A money manager helps paint a family financial portrait

August 28, 1993|By Sandra Crockett | Sandra Crockett,Staff Writer

Nick and Cheryl Bonacci own a home in a Maryland county where they are raising their two young children, Cole, 6, and Katie, 2 (they preferred not to disclose their city of residence because they are sharing sensitive information with The Sun). Nick does computer drafting and designing, and Cheryl is an acquisition specialist for the federal government.

They have a total household income of $54,656 (which includes the $2,100 Nick receives annually from the Navy Reserve and a $1,340 increase Cheryl received just weeks ago).

The Bonaccis have been paying a mortgage for about three years, have two car loans, are paying on charge accounts and spend almost $3,000 a year on medical care and insurance.

Mrs. Bonacci echoes the feelings of millions of Americans when she says, "It feels like we don't have any money left after paying the bills."

Recently, they sat down with financial planner Lee W. Warner, head of the the Warner Companies and president of the Baltimore Association for Financial Planning to work out a budget and agreed to let The Sun publish the results of his analysis of their expenditures.

Mr. Warner's suggestions for increasing their discretionary money included refinancing their mortgage. "By refinancing the mortgage and borrowing enough extra money to pay off the car loans you will be turning high-interest-rate car loans that are non-deductible items into lower interest-rate loans that are deductible. This will free up $400 each month that could be used for savings."

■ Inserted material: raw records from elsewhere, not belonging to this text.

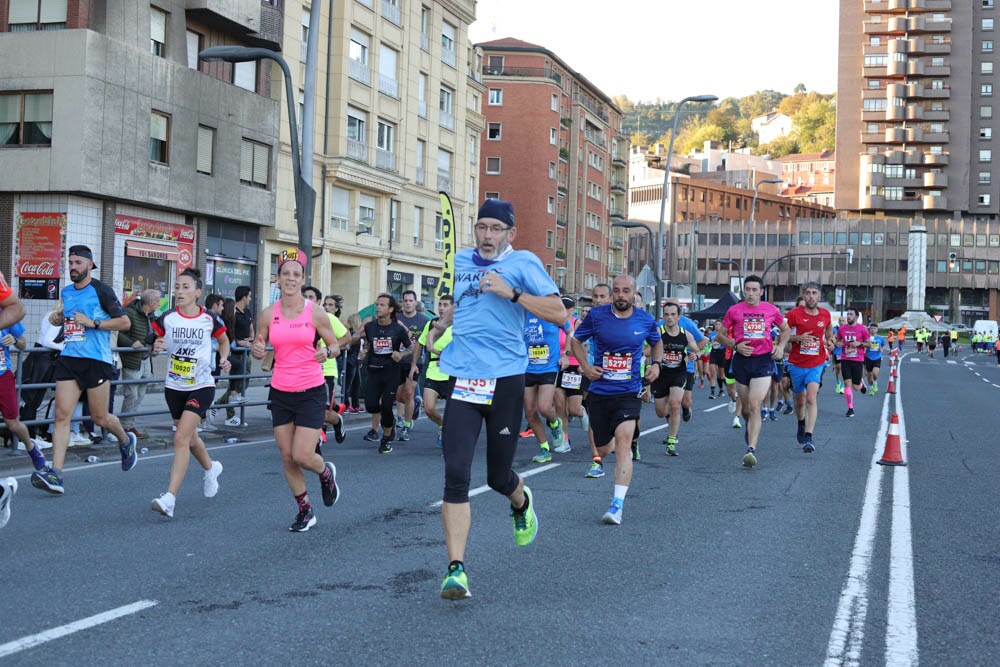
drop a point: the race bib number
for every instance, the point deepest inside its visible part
(617, 366)
(811, 348)
(181, 370)
(753, 328)
(571, 380)
(673, 359)
(474, 391)
(73, 332)
(538, 354)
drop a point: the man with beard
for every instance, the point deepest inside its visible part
(619, 332)
(853, 339)
(812, 336)
(92, 312)
(746, 328)
(487, 357)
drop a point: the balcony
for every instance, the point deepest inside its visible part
(385, 159)
(357, 150)
(935, 180)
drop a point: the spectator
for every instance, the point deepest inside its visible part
(133, 368)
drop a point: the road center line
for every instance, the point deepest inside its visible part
(18, 645)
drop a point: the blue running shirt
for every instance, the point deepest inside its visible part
(617, 344)
(98, 302)
(488, 332)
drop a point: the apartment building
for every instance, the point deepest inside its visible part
(114, 135)
(553, 147)
(398, 117)
(915, 116)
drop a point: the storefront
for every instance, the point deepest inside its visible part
(155, 253)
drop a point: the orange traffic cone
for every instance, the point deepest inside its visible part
(891, 456)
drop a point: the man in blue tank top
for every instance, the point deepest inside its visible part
(92, 312)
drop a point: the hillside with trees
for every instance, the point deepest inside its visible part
(814, 117)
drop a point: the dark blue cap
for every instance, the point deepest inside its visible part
(498, 210)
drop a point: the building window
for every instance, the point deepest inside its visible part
(194, 47)
(159, 134)
(206, 149)
(157, 31)
(255, 164)
(26, 119)
(30, 15)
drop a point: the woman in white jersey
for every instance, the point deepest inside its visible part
(185, 333)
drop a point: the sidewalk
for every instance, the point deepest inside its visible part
(257, 417)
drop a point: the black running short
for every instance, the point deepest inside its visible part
(197, 401)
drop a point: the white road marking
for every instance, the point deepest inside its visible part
(24, 643)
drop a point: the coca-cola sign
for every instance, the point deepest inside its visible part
(40, 240)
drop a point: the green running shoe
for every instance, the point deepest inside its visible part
(456, 584)
(525, 523)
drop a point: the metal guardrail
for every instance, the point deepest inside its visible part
(243, 351)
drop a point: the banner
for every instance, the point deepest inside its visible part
(447, 282)
(40, 240)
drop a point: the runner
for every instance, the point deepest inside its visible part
(494, 286)
(92, 312)
(810, 342)
(599, 296)
(389, 342)
(542, 341)
(407, 400)
(437, 385)
(873, 358)
(754, 354)
(619, 331)
(185, 333)
(298, 391)
(679, 346)
(853, 338)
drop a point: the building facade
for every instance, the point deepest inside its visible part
(553, 147)
(398, 118)
(915, 116)
(114, 135)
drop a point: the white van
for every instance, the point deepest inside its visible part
(986, 327)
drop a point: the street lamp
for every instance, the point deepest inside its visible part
(629, 224)
(305, 195)
(663, 198)
(753, 211)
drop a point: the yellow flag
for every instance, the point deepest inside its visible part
(447, 282)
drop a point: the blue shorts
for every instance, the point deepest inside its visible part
(801, 377)
(748, 368)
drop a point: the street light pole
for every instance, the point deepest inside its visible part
(753, 211)
(663, 199)
(305, 195)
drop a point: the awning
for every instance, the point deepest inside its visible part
(151, 250)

The couple should also pay off their credit cards and consider getting overdraft protection or a credit line on their checking account. The result would be ". . . peace of mind of having an emergency fund if you needed it without keeping excessive amounts of money in a 2 percent or 3 percent bank account in the event you might need it," Mr. Warner tells them.

They should consider increasing the deductible on homeowners and automobile insurance, he says.

By taking these steps and others, he says, the couple could dramatically increase their surplus cash. The couple's discretionary income should steadily increase over the five-year period. "By implementing these various suggestions, you should able to save almost $10,000 a year," Mr. Warner says using the amount they might be able to save after five years.

Even if you are not homeowners like the Bonaccis, there are two important lessons everyone can learn, Mr. Warner says. The first is to sit down and get a clear picture of where all your money is going. The second -- pay off the credit cards. "Credit card debt will kill you financially," he says.

Most of the extra surplus cash over the five years for the Bonaccis will come from refinancing the house and paying off credit cards and loans. The budget assumes that the couple will both work until retirement and assumes a cost-of-living salary increase of about 3 percent.

For instance, paying off credit cards and loans will free up $3,282 in 1994. Increases in salary for that year will add $2,187. That's $5,469 or $4,799 more in surplus cash than in the year 1993.

(But some of the added money is used to save for the children's college education and "normal" increases such as for food, utilities and clothing.)

The Bonaccis discovered there are no easy solutions. Mrs. Bonacci says that although the budget worked out for them assumed small salary increases "nothing is guaranteed these days."

However, meeting with the financial planner was a good beginning, she says.

"It was great that both of us sat down together and went over everything," she says after meeting with Mr. Warner.

And, she says with caution, she and her husband need more time to discuss Mr. Warner's recommendations before feeling confident that they are on the road toward accruing more discretionary income.